Can transplant rejection be completely prevented?

Transplant rejection cannot be completely prevented in most cases. While careful tissue matching and immunosuppressive medications significantly reduce the risk, some degree of acute rejection occurs in about 15-20% of transplant recipients. The goal is to catch rejection early and treat it effectively rather than prevent it entirely. Patients must take immunosuppressive medications for life to minimize rejection risk.

Does having a rejection episode mean I will lose my transplanted organ?

No, experiencing a rejection episode does not automatically mean you will lose your transplanted organ. Most acute rejection episodes can be successfully reversed when caught early and treated appropriately. Healthcare providers can usually recognize and treat rejection before it causes major or irreversible damage. Many patients who experience rejection go on to keep their transplanted organs functioning well for many years.

How long after transplant am I at risk for rejection?

The risk of rejection never completely disappears, even years after transplant. However, the risk changes over time. Acute rejection is most common within the first six months after surgery, particularly in the first several weeks. If you don’t experience acute rejection in the first 12 months, your risk decreases but doesn’t vanish. Chronic rejection can develop slowly over months to years. This is why lifelong medication adherence and regular monitoring remain essential.

What happens if I accidentally miss a dose of my anti-rejection medication?

If you miss a dose of your immunosuppressant medication, contact your transplant team immediately for guidance. Generally, if you remember within a few hours, you may be advised to take the missed dose. However, don’t double up on doses without medical advice. Even one or two missed doses can reduce medication levels in your blood enough to increase rejection risk. Your transplant team can check your medication levels and adjust your treatment plan if needed.

Are there any symptoms I should never ignore after a transplant?
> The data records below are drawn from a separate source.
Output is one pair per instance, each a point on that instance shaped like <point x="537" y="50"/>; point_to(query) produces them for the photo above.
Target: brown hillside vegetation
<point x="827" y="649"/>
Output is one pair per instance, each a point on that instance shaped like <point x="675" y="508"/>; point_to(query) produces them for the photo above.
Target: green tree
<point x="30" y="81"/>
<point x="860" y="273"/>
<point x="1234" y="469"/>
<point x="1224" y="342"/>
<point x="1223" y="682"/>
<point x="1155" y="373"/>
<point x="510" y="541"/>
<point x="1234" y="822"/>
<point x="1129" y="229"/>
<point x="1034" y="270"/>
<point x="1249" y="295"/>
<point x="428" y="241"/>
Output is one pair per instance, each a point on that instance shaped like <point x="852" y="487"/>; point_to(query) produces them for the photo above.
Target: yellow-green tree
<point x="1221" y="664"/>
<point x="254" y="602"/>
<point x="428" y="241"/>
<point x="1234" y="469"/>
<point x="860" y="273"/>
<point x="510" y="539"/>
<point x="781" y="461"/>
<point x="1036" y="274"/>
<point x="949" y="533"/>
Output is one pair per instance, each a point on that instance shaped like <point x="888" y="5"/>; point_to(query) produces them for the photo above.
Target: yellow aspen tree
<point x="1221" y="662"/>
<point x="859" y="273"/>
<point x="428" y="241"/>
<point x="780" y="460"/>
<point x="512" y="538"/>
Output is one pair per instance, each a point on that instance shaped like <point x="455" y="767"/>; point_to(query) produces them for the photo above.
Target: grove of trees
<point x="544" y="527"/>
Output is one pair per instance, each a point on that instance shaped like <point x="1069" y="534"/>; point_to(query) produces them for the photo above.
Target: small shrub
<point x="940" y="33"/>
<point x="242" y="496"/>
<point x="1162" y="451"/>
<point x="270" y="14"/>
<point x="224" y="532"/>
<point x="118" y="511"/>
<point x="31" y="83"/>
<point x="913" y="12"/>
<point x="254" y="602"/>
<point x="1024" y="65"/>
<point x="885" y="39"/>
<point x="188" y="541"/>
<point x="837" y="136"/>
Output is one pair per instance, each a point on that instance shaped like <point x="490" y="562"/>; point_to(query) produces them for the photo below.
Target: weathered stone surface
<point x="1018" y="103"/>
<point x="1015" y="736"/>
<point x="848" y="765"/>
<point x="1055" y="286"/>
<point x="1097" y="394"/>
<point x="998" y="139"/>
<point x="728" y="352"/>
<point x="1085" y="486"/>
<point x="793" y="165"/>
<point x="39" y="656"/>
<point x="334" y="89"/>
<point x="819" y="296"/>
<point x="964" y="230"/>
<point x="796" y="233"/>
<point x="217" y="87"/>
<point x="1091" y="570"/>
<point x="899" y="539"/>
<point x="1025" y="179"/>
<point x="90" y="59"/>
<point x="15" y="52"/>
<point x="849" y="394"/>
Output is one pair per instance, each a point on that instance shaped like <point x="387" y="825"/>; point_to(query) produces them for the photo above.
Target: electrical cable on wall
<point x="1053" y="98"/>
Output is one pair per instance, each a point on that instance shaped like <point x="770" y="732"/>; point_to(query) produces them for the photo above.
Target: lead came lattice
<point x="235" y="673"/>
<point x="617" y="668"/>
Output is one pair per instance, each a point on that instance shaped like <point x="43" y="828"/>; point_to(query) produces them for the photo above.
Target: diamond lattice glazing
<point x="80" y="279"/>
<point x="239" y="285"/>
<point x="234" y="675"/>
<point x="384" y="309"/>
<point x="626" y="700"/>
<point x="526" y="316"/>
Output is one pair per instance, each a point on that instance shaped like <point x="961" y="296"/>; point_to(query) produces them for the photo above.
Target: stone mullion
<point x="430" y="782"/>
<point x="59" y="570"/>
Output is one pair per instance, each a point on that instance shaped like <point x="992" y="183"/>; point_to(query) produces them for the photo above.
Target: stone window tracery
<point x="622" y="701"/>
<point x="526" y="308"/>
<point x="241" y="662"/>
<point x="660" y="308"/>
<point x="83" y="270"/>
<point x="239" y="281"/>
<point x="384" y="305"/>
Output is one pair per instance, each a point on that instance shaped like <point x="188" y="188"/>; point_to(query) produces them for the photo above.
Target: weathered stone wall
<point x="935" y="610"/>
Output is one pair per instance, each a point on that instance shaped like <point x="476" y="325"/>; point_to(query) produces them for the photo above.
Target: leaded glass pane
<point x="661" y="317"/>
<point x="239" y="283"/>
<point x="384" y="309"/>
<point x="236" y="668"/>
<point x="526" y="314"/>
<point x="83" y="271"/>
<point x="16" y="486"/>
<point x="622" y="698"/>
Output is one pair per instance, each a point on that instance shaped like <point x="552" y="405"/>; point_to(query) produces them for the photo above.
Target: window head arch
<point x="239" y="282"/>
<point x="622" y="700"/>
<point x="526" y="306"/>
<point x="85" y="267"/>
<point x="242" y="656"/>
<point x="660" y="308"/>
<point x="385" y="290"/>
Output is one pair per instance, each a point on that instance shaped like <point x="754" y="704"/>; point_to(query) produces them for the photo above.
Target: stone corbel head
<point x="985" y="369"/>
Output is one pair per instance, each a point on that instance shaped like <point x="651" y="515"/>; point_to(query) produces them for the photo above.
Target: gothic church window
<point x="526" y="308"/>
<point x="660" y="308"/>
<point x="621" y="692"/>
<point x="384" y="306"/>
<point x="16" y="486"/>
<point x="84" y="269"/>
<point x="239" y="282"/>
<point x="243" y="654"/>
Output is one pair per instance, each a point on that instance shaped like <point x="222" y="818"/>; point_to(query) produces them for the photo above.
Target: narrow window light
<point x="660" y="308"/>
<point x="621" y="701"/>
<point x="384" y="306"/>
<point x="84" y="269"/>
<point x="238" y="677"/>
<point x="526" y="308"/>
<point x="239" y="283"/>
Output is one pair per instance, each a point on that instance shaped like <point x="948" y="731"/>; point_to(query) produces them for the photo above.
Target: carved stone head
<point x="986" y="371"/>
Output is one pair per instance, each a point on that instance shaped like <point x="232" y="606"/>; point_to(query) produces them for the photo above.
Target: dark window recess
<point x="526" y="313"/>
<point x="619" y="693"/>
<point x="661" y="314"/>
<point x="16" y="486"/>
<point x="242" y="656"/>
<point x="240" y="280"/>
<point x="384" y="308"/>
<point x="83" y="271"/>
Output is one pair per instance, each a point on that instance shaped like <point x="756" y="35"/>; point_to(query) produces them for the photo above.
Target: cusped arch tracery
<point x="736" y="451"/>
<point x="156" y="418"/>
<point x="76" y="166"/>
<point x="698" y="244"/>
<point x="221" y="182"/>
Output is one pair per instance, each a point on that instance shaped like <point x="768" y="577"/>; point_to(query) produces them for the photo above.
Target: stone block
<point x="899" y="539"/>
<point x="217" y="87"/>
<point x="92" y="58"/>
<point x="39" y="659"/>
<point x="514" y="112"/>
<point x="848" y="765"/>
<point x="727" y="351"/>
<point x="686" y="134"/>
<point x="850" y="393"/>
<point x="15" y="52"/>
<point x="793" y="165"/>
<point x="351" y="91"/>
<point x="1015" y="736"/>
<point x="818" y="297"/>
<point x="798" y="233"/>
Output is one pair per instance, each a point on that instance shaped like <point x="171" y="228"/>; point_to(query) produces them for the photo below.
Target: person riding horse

Contact your transplant team immediately if you develop fever above 100-101°F, sudden weight gain of more than 2-4 pounds in 24 hours, pain or tenderness over the transplanted organ, producing significantly less urine (for kidney transplants), flu-like symptoms, or any new symptom that concerns you. Many rejection episodes produce subtle or no symptoms initially, which is why keeping all scheduled appointments and lab tests is crucial even when you feel fine.

🎯 Key takeaways

  • Transplant rejection is surprisingly common, affecting 15-20% of kidney recipients, but most episodes can be successfully treated when caught early.
  • Taking immunosuppressant medications exactly as prescribed for life is the single most important action transplant recipients can take to protect their new organ.
  • Rejection often produces no noticeable symptoms in its early stages, making regular blood tests and follow-up appointments absolutely critical for long-term transplant success.
  • The three types of rejection—hyperacute, acute, and chronic—occur at different times and require different treatment approaches, with hyperacute being the rarest thanks to modern pre-transplant testing.
  • A tissue biopsy remains the only definitive way to diagnose organ rejection and determine its type and severity, guiding doctors in choosing the most effective treatment.
  • Researchers are actively developing more targeted therapies through clinical trials that could potentially reduce side effects while improving rejection prevention and treatment.
  • Pregnancy, blood transfusions, and previous transplants can all increase antibody levels that make future transplant rejection more likely—a consideration in patient evaluation.
  • Patients play the most important role in transplant success by adhering to medications, attending appointments, and immediately reporting any concerning symptoms to their care team.